The meeting minutes of University of California officials of the time are comic with concerns about the free-wheeling culture and its potential danger to the university, which wanted to quash it and have a more bland, dignified campus like Harvard, Yale or Stanford.
The University of California acquired the land through a dubious use of eminent domain, stating they needed it for dorms, offices, and sports courts; claims so vague and poorly founded that they made no sense to the UC regents, who wouldn’t vote them any funds for development. The bulldozed, rebar-and-broken-glass-ridden block sat as a fenced-off nuisance for awhile, and then was transformed into a park by motivated neighbors.
And UC officials have never stopped being annoyed at how their plans to quell the radical politics and culture on southside backfired. The university’s new chancellor has spent decades on committees promoting push polls trying to cobble together support for another assault on the park and its status as a global symbol of freedom, resistance, and the common sense of user-development.
People’s Park is a political punching bag: a joke to some, hallowed ground to others. Finding it on a list of ten proposed sites for student housing is nothing new, just a familiar call to those of us who remember seeing greats like Robert Hunter, songwriter for the Grateful Dead, singing from the stage, or who’ve spent years tending the garden and teaching the children.
Those who defend the park and its principles don’t look like much to the university. We’re lawyers and teachers, copy store workers and parents, musicians and artists, and always a fresh ratio of students.

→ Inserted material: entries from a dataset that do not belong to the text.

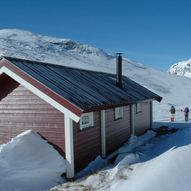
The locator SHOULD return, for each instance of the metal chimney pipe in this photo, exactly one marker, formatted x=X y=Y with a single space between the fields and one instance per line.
x=119 y=70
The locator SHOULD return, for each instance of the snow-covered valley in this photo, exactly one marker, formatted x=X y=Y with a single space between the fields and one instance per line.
x=157 y=163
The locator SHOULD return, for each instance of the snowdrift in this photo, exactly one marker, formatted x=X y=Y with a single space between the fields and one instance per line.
x=28 y=162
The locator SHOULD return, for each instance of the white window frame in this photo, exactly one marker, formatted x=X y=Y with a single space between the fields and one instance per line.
x=118 y=113
x=138 y=108
x=91 y=120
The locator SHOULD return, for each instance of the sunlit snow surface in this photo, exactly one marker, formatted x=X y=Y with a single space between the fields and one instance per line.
x=160 y=164
x=29 y=163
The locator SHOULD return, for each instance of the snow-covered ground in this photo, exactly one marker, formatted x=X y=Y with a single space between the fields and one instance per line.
x=29 y=163
x=162 y=163
x=182 y=68
x=147 y=163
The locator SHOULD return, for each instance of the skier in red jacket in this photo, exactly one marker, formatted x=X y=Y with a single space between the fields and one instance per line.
x=186 y=113
x=172 y=112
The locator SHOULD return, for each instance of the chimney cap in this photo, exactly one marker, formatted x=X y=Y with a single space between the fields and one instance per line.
x=118 y=53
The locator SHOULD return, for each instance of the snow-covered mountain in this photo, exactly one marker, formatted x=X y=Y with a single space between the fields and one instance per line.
x=25 y=44
x=182 y=68
x=152 y=170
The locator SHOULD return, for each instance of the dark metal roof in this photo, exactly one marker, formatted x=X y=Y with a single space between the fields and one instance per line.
x=86 y=89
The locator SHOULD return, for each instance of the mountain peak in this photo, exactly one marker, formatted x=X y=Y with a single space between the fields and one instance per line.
x=182 y=68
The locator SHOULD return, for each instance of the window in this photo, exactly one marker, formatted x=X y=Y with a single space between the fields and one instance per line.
x=118 y=113
x=138 y=107
x=86 y=120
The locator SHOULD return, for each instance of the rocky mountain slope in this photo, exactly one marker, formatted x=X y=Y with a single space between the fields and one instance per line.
x=182 y=68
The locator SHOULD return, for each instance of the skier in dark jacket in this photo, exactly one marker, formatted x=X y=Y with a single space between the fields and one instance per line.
x=172 y=112
x=186 y=113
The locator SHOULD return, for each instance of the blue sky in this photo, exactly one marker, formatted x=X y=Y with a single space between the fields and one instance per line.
x=154 y=32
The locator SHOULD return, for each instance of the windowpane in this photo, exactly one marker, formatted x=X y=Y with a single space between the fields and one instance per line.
x=118 y=112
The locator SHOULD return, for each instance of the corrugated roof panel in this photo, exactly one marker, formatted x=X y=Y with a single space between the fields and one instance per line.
x=85 y=88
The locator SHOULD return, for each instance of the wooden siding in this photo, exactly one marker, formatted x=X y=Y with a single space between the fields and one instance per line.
x=117 y=131
x=87 y=143
x=21 y=110
x=143 y=119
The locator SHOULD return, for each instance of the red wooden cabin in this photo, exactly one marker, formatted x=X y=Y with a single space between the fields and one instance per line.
x=82 y=113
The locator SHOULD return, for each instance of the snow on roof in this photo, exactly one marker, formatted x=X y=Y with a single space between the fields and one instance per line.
x=29 y=163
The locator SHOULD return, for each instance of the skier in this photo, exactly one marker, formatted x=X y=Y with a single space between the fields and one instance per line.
x=172 y=112
x=186 y=113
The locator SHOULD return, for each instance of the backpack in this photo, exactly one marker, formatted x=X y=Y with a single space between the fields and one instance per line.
x=172 y=110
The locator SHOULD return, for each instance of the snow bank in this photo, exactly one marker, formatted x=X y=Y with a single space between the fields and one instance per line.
x=27 y=162
x=169 y=171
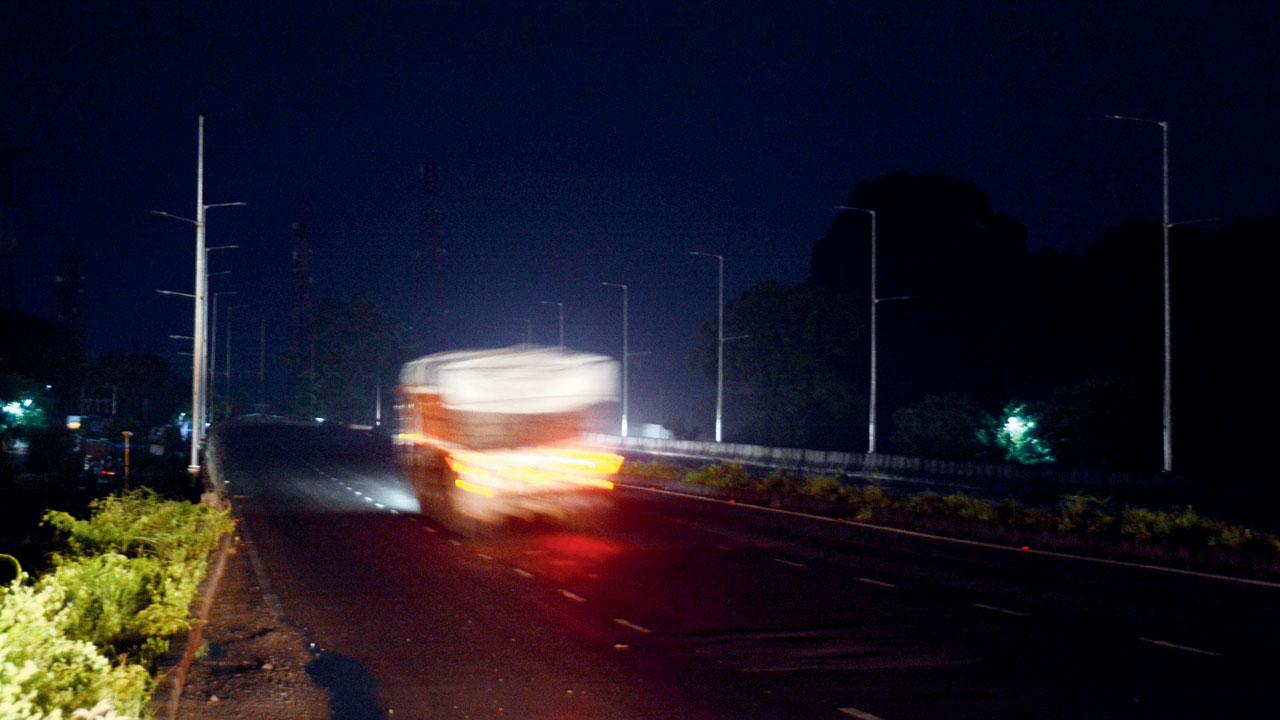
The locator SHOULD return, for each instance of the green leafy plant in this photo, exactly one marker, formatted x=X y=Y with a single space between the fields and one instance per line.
x=722 y=475
x=659 y=472
x=78 y=641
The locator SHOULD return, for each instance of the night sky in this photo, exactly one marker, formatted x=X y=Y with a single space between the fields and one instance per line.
x=579 y=142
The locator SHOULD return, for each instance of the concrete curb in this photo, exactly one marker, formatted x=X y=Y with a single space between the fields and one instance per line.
x=176 y=678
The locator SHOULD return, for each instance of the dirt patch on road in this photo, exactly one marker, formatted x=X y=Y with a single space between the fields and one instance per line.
x=251 y=665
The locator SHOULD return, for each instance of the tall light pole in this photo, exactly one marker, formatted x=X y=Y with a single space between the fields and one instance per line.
x=231 y=311
x=261 y=365
x=874 y=305
x=529 y=329
x=871 y=400
x=561 y=308
x=626 y=354
x=200 y=354
x=720 y=342
x=213 y=350
x=1168 y=436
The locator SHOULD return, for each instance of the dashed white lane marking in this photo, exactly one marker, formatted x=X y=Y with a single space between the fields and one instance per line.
x=1182 y=647
x=1002 y=610
x=632 y=625
x=877 y=583
x=859 y=714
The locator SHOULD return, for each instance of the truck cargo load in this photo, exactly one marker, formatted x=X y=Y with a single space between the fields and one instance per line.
x=488 y=434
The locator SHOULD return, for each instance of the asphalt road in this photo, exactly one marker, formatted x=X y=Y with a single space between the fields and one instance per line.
x=684 y=607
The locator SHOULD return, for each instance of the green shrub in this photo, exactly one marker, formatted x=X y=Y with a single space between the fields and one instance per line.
x=826 y=487
x=868 y=497
x=780 y=482
x=46 y=673
x=140 y=524
x=82 y=637
x=969 y=507
x=1084 y=513
x=128 y=605
x=722 y=475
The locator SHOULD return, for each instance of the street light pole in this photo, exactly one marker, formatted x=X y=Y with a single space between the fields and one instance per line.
x=625 y=354
x=1168 y=391
x=200 y=352
x=197 y=350
x=561 y=308
x=261 y=364
x=231 y=313
x=529 y=329
x=213 y=350
x=720 y=342
x=874 y=304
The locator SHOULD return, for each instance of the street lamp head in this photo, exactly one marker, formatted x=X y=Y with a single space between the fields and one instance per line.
x=172 y=217
x=1132 y=119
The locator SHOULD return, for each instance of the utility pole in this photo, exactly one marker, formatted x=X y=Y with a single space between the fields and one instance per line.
x=626 y=354
x=1168 y=390
x=200 y=351
x=529 y=329
x=561 y=308
x=261 y=363
x=231 y=311
x=720 y=342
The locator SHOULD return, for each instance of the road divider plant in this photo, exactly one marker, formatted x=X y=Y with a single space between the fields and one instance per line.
x=1078 y=522
x=85 y=638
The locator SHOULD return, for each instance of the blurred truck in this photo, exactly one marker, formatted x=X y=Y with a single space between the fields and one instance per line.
x=492 y=434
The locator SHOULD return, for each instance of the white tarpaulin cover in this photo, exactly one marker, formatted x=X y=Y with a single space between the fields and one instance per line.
x=522 y=379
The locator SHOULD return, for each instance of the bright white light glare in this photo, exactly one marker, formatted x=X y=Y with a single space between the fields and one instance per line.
x=1016 y=427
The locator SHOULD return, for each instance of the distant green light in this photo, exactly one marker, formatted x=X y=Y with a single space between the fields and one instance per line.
x=1016 y=437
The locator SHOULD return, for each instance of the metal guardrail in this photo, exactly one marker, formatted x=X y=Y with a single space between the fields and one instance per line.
x=1032 y=482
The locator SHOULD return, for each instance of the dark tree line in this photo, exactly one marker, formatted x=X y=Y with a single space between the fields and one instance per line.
x=1073 y=337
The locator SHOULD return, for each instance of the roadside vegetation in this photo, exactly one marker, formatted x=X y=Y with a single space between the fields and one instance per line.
x=1078 y=523
x=83 y=638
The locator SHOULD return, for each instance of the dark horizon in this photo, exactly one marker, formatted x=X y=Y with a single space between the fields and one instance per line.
x=580 y=142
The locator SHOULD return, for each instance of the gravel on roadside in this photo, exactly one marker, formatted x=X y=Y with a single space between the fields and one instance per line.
x=250 y=664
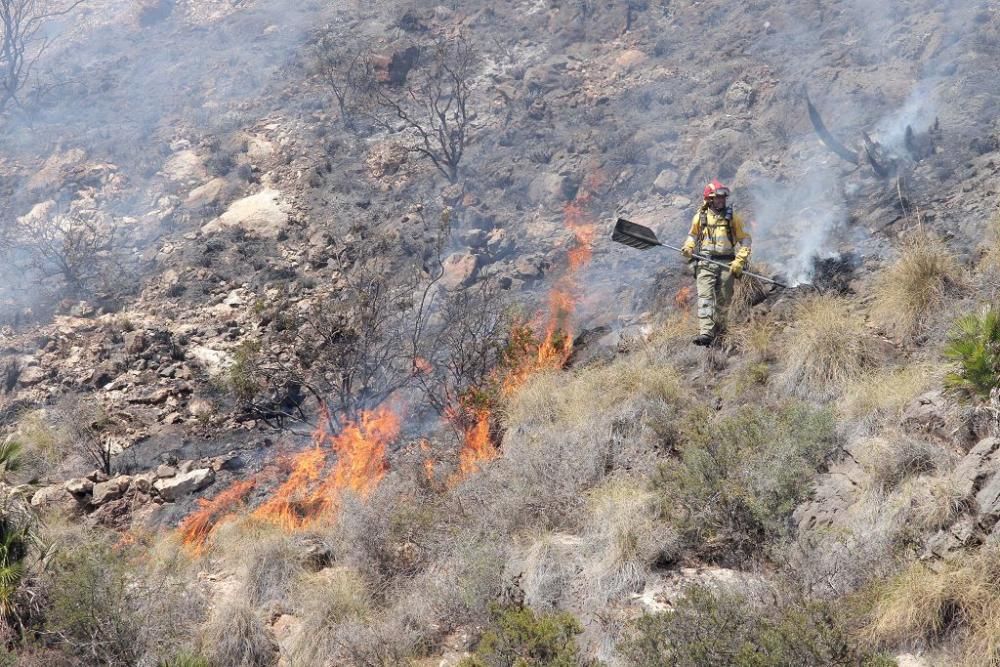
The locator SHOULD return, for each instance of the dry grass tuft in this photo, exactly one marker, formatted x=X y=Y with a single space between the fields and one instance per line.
x=959 y=601
x=878 y=397
x=755 y=340
x=235 y=635
x=891 y=459
x=624 y=539
x=917 y=283
x=572 y=398
x=325 y=602
x=827 y=348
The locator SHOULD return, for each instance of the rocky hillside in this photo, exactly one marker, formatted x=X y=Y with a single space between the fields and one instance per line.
x=317 y=351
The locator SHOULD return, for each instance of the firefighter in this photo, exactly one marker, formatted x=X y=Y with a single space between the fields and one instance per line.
x=718 y=233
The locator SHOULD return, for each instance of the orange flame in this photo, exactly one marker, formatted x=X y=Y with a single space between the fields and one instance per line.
x=198 y=526
x=478 y=446
x=555 y=347
x=309 y=493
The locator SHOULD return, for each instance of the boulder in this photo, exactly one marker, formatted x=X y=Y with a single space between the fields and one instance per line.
x=630 y=60
x=980 y=464
x=172 y=488
x=144 y=483
x=740 y=96
x=264 y=214
x=459 y=269
x=110 y=490
x=215 y=362
x=529 y=266
x=927 y=414
x=185 y=166
x=206 y=194
x=665 y=181
x=79 y=487
x=136 y=343
x=547 y=189
x=32 y=375
x=52 y=497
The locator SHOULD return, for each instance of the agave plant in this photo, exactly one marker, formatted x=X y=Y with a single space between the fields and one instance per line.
x=975 y=346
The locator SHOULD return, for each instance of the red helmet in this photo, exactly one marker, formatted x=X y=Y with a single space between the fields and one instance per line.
x=715 y=188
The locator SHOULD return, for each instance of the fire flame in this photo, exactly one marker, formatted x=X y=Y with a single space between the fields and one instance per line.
x=197 y=527
x=311 y=493
x=556 y=345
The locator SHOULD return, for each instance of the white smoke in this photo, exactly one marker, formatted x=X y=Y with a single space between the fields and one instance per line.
x=795 y=221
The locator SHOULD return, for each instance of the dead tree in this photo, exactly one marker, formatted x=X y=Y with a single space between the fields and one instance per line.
x=883 y=161
x=355 y=345
x=22 y=41
x=433 y=105
x=344 y=63
x=77 y=247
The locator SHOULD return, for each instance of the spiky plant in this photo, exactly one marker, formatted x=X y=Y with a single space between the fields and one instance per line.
x=14 y=543
x=10 y=456
x=975 y=346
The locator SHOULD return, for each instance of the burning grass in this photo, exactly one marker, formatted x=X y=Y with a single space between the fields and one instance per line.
x=198 y=526
x=311 y=492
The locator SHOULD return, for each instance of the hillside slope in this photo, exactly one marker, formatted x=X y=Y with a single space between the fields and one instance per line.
x=304 y=370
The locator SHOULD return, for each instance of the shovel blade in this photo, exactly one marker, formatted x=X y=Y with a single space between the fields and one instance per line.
x=634 y=235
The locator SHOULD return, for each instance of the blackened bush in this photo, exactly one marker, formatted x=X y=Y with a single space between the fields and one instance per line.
x=708 y=628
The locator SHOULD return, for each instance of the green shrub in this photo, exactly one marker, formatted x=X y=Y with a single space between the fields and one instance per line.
x=517 y=637
x=93 y=610
x=975 y=345
x=185 y=660
x=244 y=378
x=740 y=476
x=708 y=628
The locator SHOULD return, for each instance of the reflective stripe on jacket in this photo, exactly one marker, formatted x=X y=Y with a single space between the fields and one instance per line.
x=719 y=236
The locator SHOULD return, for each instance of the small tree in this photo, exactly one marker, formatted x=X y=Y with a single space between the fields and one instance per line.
x=79 y=248
x=344 y=63
x=22 y=40
x=975 y=345
x=434 y=105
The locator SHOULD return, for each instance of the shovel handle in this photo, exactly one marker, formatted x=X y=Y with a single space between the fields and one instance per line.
x=703 y=258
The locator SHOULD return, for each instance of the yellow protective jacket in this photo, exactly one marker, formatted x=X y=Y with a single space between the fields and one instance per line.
x=718 y=234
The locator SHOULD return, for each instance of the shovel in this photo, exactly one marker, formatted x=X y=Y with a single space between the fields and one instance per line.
x=643 y=238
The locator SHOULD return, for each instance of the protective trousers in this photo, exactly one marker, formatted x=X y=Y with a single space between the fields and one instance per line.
x=715 y=291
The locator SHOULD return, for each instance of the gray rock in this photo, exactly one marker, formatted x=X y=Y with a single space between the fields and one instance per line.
x=173 y=488
x=665 y=182
x=79 y=486
x=32 y=375
x=547 y=189
x=982 y=462
x=53 y=496
x=110 y=490
x=459 y=269
x=927 y=414
x=144 y=483
x=164 y=471
x=953 y=540
x=529 y=266
x=136 y=342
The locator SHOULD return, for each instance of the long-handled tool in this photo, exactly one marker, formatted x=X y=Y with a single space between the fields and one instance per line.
x=643 y=238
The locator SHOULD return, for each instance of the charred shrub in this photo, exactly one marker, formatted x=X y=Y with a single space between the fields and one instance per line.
x=517 y=635
x=709 y=627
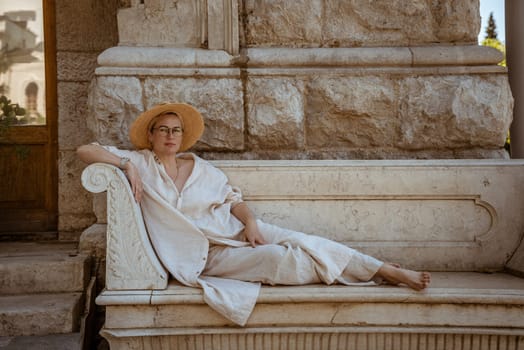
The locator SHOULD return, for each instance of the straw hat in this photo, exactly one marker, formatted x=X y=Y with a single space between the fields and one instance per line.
x=192 y=122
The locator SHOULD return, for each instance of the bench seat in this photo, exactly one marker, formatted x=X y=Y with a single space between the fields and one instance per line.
x=460 y=307
x=461 y=220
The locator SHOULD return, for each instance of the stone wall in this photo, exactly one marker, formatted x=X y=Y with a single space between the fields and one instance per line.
x=84 y=28
x=308 y=79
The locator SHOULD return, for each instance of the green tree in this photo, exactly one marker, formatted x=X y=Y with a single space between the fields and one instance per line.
x=491 y=40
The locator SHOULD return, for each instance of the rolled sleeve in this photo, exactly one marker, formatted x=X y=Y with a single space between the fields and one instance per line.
x=234 y=196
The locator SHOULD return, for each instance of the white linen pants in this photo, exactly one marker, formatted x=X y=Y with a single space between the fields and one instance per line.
x=291 y=258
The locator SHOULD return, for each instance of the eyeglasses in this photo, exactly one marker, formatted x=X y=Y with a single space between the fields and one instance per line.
x=166 y=131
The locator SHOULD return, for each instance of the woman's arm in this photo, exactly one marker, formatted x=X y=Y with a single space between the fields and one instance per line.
x=242 y=212
x=97 y=154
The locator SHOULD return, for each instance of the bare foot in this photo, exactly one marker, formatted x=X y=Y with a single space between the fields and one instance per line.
x=395 y=275
x=393 y=283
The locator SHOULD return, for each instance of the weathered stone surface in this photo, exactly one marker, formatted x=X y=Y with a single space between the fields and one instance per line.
x=457 y=21
x=74 y=203
x=161 y=23
x=361 y=153
x=352 y=112
x=86 y=25
x=72 y=112
x=114 y=102
x=100 y=207
x=219 y=101
x=45 y=314
x=383 y=22
x=455 y=111
x=275 y=113
x=75 y=66
x=283 y=23
x=314 y=23
x=93 y=243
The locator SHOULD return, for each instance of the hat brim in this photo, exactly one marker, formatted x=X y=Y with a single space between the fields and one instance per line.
x=191 y=119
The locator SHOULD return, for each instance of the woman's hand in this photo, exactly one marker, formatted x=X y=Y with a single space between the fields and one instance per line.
x=252 y=233
x=134 y=180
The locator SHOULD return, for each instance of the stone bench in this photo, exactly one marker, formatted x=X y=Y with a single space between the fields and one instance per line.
x=461 y=219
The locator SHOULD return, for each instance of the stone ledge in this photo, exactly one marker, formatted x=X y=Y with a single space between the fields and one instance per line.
x=454 y=300
x=40 y=314
x=375 y=56
x=131 y=56
x=368 y=57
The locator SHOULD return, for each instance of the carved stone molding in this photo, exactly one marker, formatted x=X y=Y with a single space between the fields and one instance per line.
x=131 y=262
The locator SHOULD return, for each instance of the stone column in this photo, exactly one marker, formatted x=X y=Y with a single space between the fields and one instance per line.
x=514 y=59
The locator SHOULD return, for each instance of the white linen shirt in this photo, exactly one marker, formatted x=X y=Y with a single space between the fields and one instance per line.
x=182 y=224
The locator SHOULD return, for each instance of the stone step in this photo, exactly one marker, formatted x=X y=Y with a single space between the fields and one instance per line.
x=40 y=314
x=67 y=341
x=42 y=268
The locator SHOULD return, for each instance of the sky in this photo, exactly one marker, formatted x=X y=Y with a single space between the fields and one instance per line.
x=497 y=7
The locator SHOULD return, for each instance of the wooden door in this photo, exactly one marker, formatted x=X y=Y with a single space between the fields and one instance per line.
x=28 y=143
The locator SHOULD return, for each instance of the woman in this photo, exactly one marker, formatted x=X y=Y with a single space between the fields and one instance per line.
x=207 y=237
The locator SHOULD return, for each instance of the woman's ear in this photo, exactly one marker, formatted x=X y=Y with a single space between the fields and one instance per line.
x=150 y=138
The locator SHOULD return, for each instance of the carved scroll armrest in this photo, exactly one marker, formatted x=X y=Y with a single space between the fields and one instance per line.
x=131 y=262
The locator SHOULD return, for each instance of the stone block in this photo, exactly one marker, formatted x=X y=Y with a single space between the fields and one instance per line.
x=162 y=23
x=350 y=111
x=43 y=273
x=275 y=113
x=314 y=23
x=114 y=102
x=75 y=66
x=72 y=112
x=454 y=111
x=45 y=314
x=86 y=25
x=283 y=23
x=218 y=99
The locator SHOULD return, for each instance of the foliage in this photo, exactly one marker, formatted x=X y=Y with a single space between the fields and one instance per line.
x=9 y=113
x=495 y=43
x=492 y=41
x=491 y=29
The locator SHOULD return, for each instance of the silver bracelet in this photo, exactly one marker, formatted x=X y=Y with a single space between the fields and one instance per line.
x=123 y=162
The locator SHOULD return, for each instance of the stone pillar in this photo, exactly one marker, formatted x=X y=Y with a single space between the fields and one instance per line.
x=514 y=59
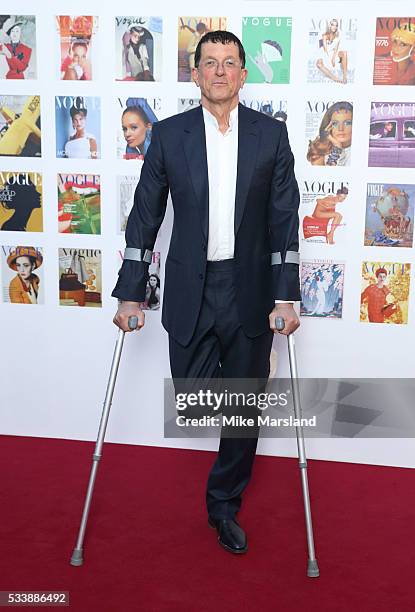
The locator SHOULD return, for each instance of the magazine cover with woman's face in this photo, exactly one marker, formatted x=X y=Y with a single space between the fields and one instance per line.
x=17 y=47
x=389 y=215
x=79 y=203
x=20 y=132
x=394 y=61
x=138 y=48
x=80 y=277
x=384 y=292
x=267 y=43
x=153 y=298
x=126 y=185
x=324 y=209
x=78 y=127
x=190 y=31
x=322 y=284
x=136 y=118
x=22 y=274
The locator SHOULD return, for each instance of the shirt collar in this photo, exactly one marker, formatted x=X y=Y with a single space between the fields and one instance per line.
x=233 y=118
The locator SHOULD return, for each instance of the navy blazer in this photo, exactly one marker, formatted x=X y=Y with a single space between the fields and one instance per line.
x=266 y=220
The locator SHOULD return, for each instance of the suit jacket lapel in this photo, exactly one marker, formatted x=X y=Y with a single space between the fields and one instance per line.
x=248 y=140
x=194 y=143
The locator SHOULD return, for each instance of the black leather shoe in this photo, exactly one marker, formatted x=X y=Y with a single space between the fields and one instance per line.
x=230 y=535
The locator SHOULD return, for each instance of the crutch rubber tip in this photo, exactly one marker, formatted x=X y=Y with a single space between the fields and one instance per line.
x=76 y=558
x=312 y=569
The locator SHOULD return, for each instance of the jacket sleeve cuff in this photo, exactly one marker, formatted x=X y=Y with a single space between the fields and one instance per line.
x=132 y=281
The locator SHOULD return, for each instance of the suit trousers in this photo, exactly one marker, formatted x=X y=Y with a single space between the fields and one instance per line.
x=219 y=348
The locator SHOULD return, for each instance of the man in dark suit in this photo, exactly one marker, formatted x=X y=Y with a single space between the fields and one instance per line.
x=232 y=264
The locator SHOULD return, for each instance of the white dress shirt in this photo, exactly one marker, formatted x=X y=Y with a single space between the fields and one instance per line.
x=222 y=160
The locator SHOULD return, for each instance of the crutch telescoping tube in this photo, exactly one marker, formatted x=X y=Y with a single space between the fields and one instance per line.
x=77 y=555
x=312 y=567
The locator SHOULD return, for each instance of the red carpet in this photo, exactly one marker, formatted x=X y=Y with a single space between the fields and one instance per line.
x=148 y=546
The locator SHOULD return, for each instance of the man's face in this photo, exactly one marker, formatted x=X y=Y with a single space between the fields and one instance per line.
x=220 y=75
x=400 y=49
x=341 y=127
x=24 y=267
x=135 y=36
x=78 y=121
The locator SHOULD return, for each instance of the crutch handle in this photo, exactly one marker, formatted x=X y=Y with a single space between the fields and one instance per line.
x=279 y=323
x=132 y=322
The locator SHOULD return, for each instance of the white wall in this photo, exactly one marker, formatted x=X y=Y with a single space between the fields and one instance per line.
x=55 y=360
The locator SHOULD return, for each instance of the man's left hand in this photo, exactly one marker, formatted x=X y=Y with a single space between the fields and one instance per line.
x=287 y=312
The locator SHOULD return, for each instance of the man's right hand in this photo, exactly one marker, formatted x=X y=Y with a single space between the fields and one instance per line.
x=127 y=310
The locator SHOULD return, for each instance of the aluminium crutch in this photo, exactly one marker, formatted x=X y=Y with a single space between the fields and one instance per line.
x=312 y=567
x=77 y=558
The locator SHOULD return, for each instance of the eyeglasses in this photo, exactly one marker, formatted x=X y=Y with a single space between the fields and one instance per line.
x=228 y=64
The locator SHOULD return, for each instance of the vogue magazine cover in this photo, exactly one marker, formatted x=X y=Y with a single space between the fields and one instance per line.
x=76 y=41
x=190 y=31
x=136 y=118
x=267 y=43
x=78 y=127
x=394 y=62
x=21 y=201
x=138 y=48
x=329 y=128
x=17 y=47
x=20 y=132
x=384 y=292
x=79 y=204
x=324 y=208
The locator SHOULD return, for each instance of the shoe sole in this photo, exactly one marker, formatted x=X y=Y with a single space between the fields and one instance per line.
x=228 y=548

Protesters face rifles and bayonets during the battle for People’s Park in Berkeley. James Rector was killed, Alan Blanchard was blinded and many were wounded. Photo by Dick Corten. See more photos at the People’s Park website: http://www.peoplespark.org

 
If the university elects to try to destroy our landmark we’ll be there as best we can; singing in circles, going to meetings, writing letters, sitting in, going to jail, bringing our poetry and song to the university’s strangely repetitious war on culture.
But as a community, let’s do together the thing we always try to do first: insist that those who would destroy the park come and dance there, learn the history there, participate in the programs and traditions which make this park the distinctive landmark it is.
All of Berkeley’s parks suffer from the obvious results of the housing crisis, and the criticism that People’s Park is “unwelcoming” could be leveled at any of our parks in a community where policies and politics are often hijacked by those who can’t seem to share the streets or parks comfortably with the poor.
But there are ten sites available, according to the university’s own list, on which to situate more housing. People’s Park strikes most of us as an odd choice given this lengthy list, and given the serious community turmoil, loss of business, and even loss of life the struggles over the park have engendered in the past.
There are nine other sites the City of Berkeley and the University of California can use to situate more housing if housing is the honest goal here.
This year, a new UC chancellor and a new Berkeley mayor have an opportunity to either re-ignite the war on tie-dye — or try something new. They have the opportunity to honor the Free Speech Movement and the park it played a role in building, by working cooperatively to honor our landmark and our history by choosing one of the other nine sites for development.
There is, after all, a saying about doing the same thing over and over and expecting different results.